Burger Time: The burden of proof in Florida food poisoning cases
One would think that food poisoning, especially the serious E coli type, might not be that difficult to establish in litigation. The plaintiff eats food, winds up shortly thereafter with difficult symptoms, rushes to the hospital for treatment, and to top it off, garners a diagnosis of E coli. Relatively straightforward, right? Apparently, it’s not so simple in Florida.
In Colson v. Tampa Hotel-VEF IV Operator, Inc., 8:10-CV-9-T-30TBM, 2011 WL 5553840 (M.D. Fla. Nov. 15, 2011), the sole issue before the court on the defendant’s motion for summary judgment was causation. Could the plaintiff, who claimed she contracted E coli after eating a tainted cheeseburger at a hotel, prove that the cheeseburger was, in fact, the culprit?

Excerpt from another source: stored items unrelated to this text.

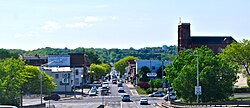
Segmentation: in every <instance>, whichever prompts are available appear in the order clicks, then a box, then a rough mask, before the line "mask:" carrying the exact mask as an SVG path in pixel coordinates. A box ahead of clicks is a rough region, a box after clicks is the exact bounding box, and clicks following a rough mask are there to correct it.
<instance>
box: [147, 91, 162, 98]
mask: <svg viewBox="0 0 250 108" xmlns="http://www.w3.org/2000/svg"><path fill="white" fill-rule="evenodd" d="M164 95H165V93H164V92H162V91H161V92H156V93H153V94H149V97H163V96H164Z"/></svg>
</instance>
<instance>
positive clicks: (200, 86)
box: [195, 86, 201, 95]
mask: <svg viewBox="0 0 250 108" xmlns="http://www.w3.org/2000/svg"><path fill="white" fill-rule="evenodd" d="M195 95H201V86H195Z"/></svg>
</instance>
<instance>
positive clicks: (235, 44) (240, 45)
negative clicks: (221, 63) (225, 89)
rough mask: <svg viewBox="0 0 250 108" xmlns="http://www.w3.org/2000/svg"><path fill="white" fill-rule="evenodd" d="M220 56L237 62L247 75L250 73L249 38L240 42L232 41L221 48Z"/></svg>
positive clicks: (249, 49)
mask: <svg viewBox="0 0 250 108" xmlns="http://www.w3.org/2000/svg"><path fill="white" fill-rule="evenodd" d="M220 56H223V57H224V58H225V59H226V60H227V61H230V62H233V63H236V64H238V65H239V67H241V68H243V69H242V70H243V71H244V72H245V73H246V74H247V75H250V40H247V39H243V40H242V41H240V42H233V43H232V44H231V45H228V46H227V47H226V48H225V49H224V50H223V52H222V53H221V54H220Z"/></svg>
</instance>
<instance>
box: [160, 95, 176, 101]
mask: <svg viewBox="0 0 250 108" xmlns="http://www.w3.org/2000/svg"><path fill="white" fill-rule="evenodd" d="M168 95H169V94H167V95H165V96H164V97H163V99H164V100H166V101H168V100H177V98H176V96H175V95H173V94H170V95H169V97H168ZM168 98H169V99H168Z"/></svg>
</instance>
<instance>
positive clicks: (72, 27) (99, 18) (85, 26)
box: [66, 16, 102, 28]
mask: <svg viewBox="0 0 250 108" xmlns="http://www.w3.org/2000/svg"><path fill="white" fill-rule="evenodd" d="M78 18H80V17H78ZM101 20H102V19H101V18H98V17H95V16H87V17H85V18H84V19H83V21H81V22H77V23H73V24H67V25H66V27H69V28H86V27H91V26H93V25H94V24H95V23H96V22H98V21H101Z"/></svg>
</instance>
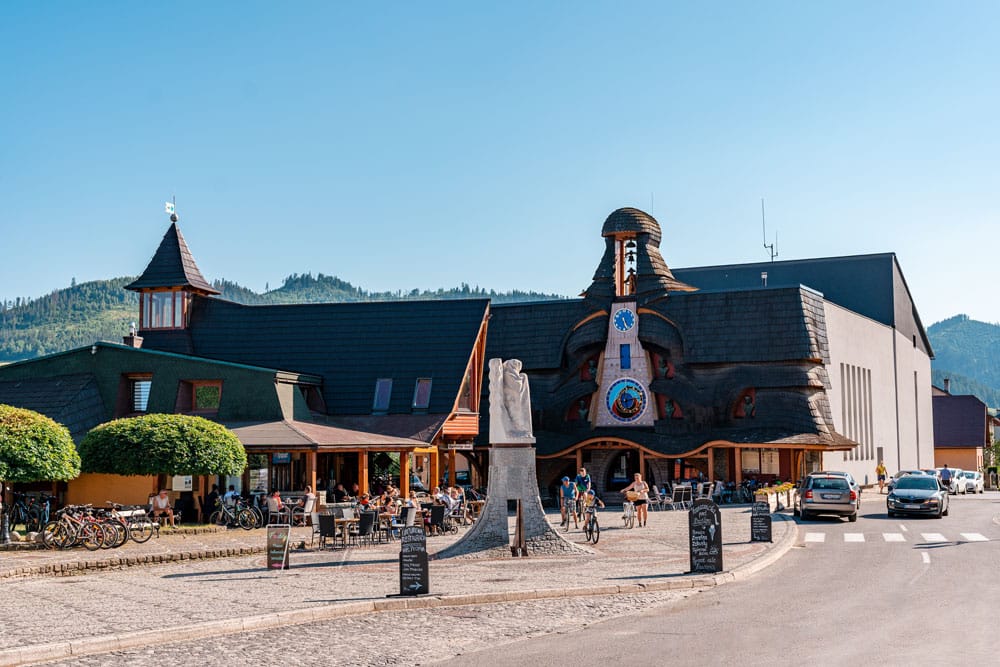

The answer: no. According to the Florida federal court, “[i]n food poisoning cases, while a plaintiff may establish causation by either direct or circumstantial evidence, courts have routinely found that a mere showing that a person became sick subsequent to eating food is insufficient.” Instead, the plaintiff must provide some evidence that the food in question was actually contaminated or tainted, either through evidence of a food recall, evidence that others became sick after eating the same food, or that the food smelled or tasted funny at the time of consumpton.
So what did the Plaintiff argue in this case? The court summarizes her case as follows:
Here, Plaintiff contends that she has presented sufficient evidence showing that she contracted E coli from consuming Defendants’ cheeseburger. First, she points out that she started to feel ill approximately twenty-two hours after consuming the burger, which is approximately within the accepted one to nine day incubation period for E coli. Second, Colson’s expert witness testified in his deposition that the cheeseburger was more likely than not the source from which Plaintiff contracted E coli. Asked to explain the basis of his opinion, Dr. Delaportas stated that since Colson “had a cheeseburger in the time frame of incubation, and that is more often the implicating food in these cases than not…I believe it’s more likely than not it was that cheeseburger. I cannot rule out other sources.” (Depo. Of Delaportes, 47-48). Based on this evidence, Plaintiff contends that she has presented sufficient evidence of causation in order to survive a motion for summary judgment.
The court didn’t buy it.
The plaintiff’s expert certainly didn’t help her out very much, testifying that while he believed that the cheeseburger caused her illness, he could not rule out other causes. Thanks, doc.
In the end, without further proof of a causal link between the cheeseburger and the plaintiff’s E coli, the defendant’s motion for summary judgment was granted.